Enrollment Date: 2009

Graduation Date：2012

Degree：M.S.

Defense Date：2012.05.25

Advisors：Hong Chen

Department：Institute of Microelectronics，Tsinghua University

Title of Dissertation/Thesis：Design of High-Speed and High-Stability SRAM Cell and Array

Abstract:
With the development of CMOS process, embedded SRAM is facing great challenges of leakage and stability. Speed is an important parameter of embedded SRAM. It is also the advantage of SRAM over other memories. How to control leakage and achieve high-speed, high stability is essential to embedded SRAM design. In this thesis, a deep study of design of embedded SRAM cell and array for high-speed and high-stability is presented. Further, built-in self-repair technology of embedded SRAM is also discussed. The main research work and results in this thesis are as follows:1. The impact of the development of CMOS process to embedded SRAM is analyzed. Especially, the speed, leakage, stability of SMIC 65/55nm low leakage process which is used in our design has been studied. The current research status and critical technologies of embedded SRAM are surveyed. And based on that, the difficulties in our embedded SRAM design are analyzed.2. The design and simulation methods of embedded SRAM cell are discussed. Several SRAM cells including standard 6T, asymmetric 6T, 7T, 8T were analyzed and designed. The application of multi-vt technology in SRAM design was analyzed. Besides, array division and interleaving bitline technologies used in SRAM array design are also researched.3. Thesis has analyzed the design methods of peripheral circuits which are suitable for SRAM compiler. The two-stage decoder and sense amplifier controlled by local timing was designed. They are configurable and meet the demand of SRAM compiler.4. The test and repair methods of the embedded SRAM were discussed. Through the analysis of SRAM fault models and test algorithms, the thesis proposed an effective built-in self-repair and built-in self-test strategy. The built-in self-repair strategy can solve the problem that the same faulty address may be saved more than once. 5. In this thesis, the technical schemes including array division, interleaving bitline, two-stage decoding and sense amplifier with local timing control were applied in a typical capacity of 16K x 32 bits SRAM. The SRAM chip was verified and taped out in SMIC 65nm CMOS process technology. The test results show that it can achieve 1.31ns access time. Besides, the built-in self-repair for a 4K x 32 bits SRAM has been designed and taped out in SMIC 55nm CMOS process technology. The post simulation results show it can work at up to 150MHz.

Publications

Papers：：

[1] Huamin Cao,Ming Liu,Hong Chen,Xiang Zheng,Cong Wang,Zhihua Wang, Design of High-Speed SRAM Array and Periphery for Compiler, Microelectronics, Vol.43, No.1, 2013.

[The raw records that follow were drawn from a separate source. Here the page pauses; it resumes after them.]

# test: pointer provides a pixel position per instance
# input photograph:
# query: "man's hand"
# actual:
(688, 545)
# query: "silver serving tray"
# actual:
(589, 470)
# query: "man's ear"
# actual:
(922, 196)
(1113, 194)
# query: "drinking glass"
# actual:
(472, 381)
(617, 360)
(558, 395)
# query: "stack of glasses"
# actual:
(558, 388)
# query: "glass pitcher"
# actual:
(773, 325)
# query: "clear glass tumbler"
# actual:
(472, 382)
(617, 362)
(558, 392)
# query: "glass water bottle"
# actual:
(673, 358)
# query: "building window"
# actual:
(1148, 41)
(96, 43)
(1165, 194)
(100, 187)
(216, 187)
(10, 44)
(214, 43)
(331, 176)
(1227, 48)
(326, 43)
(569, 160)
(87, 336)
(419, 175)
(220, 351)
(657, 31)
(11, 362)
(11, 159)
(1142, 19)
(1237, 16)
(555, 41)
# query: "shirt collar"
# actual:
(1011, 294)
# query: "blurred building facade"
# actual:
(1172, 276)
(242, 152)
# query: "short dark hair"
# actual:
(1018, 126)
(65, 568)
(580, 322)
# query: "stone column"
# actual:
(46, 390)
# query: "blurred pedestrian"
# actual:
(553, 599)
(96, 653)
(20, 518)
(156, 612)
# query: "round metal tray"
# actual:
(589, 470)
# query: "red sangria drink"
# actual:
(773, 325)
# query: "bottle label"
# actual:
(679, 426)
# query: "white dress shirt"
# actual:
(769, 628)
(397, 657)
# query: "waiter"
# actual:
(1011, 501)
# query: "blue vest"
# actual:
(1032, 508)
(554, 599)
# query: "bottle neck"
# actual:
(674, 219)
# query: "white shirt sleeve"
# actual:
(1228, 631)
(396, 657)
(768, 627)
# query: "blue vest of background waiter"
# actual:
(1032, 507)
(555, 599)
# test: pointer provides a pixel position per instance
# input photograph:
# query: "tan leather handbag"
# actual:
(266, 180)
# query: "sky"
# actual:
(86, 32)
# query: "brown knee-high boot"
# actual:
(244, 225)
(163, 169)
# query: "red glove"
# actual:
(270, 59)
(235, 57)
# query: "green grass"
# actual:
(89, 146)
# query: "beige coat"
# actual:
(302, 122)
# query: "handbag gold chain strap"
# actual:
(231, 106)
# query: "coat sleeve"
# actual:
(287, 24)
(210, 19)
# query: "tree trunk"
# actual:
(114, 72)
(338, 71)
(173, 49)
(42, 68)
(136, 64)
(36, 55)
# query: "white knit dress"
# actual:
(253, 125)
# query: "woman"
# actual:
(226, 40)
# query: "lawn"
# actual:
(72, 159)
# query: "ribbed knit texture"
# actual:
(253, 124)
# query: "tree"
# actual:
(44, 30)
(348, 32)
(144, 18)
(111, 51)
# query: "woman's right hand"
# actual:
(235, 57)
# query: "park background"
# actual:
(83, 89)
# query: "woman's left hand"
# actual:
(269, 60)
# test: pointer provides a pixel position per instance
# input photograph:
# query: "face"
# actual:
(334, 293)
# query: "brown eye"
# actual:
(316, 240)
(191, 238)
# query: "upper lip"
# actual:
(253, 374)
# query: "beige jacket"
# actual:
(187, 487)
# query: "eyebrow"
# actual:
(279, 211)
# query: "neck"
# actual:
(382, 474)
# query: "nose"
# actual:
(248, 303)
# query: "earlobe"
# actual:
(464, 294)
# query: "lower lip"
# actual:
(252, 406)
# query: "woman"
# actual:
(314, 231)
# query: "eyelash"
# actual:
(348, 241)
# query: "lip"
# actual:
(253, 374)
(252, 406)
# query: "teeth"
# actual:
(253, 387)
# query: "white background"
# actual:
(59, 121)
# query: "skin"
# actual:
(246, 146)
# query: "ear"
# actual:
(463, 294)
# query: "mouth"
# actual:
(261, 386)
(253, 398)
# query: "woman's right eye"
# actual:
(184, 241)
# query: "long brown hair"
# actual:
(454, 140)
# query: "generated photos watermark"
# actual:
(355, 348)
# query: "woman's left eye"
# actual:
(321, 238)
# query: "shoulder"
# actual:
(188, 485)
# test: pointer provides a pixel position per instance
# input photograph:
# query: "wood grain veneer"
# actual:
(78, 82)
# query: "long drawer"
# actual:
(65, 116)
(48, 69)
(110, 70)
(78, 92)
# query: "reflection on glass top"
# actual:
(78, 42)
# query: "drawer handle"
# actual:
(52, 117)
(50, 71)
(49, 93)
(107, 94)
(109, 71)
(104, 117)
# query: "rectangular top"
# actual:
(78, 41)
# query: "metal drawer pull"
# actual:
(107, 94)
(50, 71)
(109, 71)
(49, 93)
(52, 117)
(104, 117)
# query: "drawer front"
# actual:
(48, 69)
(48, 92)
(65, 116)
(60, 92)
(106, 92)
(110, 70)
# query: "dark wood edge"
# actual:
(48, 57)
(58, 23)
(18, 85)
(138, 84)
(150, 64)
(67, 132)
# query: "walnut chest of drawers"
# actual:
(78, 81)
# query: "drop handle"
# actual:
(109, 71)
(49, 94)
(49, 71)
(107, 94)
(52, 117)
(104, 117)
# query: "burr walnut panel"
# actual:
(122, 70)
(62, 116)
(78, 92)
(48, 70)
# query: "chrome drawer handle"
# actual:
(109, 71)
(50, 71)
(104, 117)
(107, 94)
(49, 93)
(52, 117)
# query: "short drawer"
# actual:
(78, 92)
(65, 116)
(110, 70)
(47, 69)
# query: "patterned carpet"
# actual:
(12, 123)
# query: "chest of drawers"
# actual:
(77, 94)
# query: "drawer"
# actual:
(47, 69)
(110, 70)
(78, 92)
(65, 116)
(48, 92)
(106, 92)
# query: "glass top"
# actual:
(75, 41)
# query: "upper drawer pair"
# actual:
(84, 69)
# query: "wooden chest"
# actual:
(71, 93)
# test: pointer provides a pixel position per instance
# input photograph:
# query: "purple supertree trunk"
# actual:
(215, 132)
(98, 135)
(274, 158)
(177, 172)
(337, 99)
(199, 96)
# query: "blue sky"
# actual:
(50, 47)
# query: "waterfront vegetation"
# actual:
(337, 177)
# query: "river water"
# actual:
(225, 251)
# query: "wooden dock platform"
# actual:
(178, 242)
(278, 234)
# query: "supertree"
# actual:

[2] Cong Wang,Ming Liu,Hong Chen,Xiang Zheng,Huamin Cao,Zhiqiang Gao, Flexible Embedded SRAM IP Compiler Design Methodology Research and Implementation, Microelectronics, Vol.43, No.1, 2013.

[3] Cong Wang,Ming Liu,Hong Chen,Xiang Zheng,Huamin Cao,Zhiqiang Gao, An Embedded SRAM IP Compiler Design Methodology Independent of Technology and Circuit Structure, ICETCE 2012, pp. 246 - 249, 2012.

[4] Xiang Zheng,Ming Liu,Hong Chen,Huamin Cao,Cong Wang,Zhiqiang Gao, A 512 kb SRAM in 65nm CMOS with Divided Bitline and Novel Two-stage Sensing Technique, DDECS 2012, pp. 191 - 192, 2012.

[5] Huamin Cao,Ming Liu,Hong Chen,Xiang Zheng,Cong Wang,Zhihua Wang, Efficient Built-in Self-Repair Strategy for Embedded SRAM with Selectable Redundancy, CECNet 2012, pp. 2565 - 2568, 2012.

Patents：

[1] Huamin Cao, Ming Liu, Hong Chen, Xiang Zheng, Cong Wang, Zhihua Wang, Zhiqiang Gao. A dual-port SRAM unit 6T structure with separate reading and writing: China, 201110282766.X[P]. 2013-12-04.

[2] Ming Liu, Hong Chen, Xiang Zheng, Huamin Cao, Zhiqiang Gao, Zhihua Wang. SRAM circuit device with divided bitline and two-stage sense amplifiers: China, 201110205980.5[P]. 2013-09-04.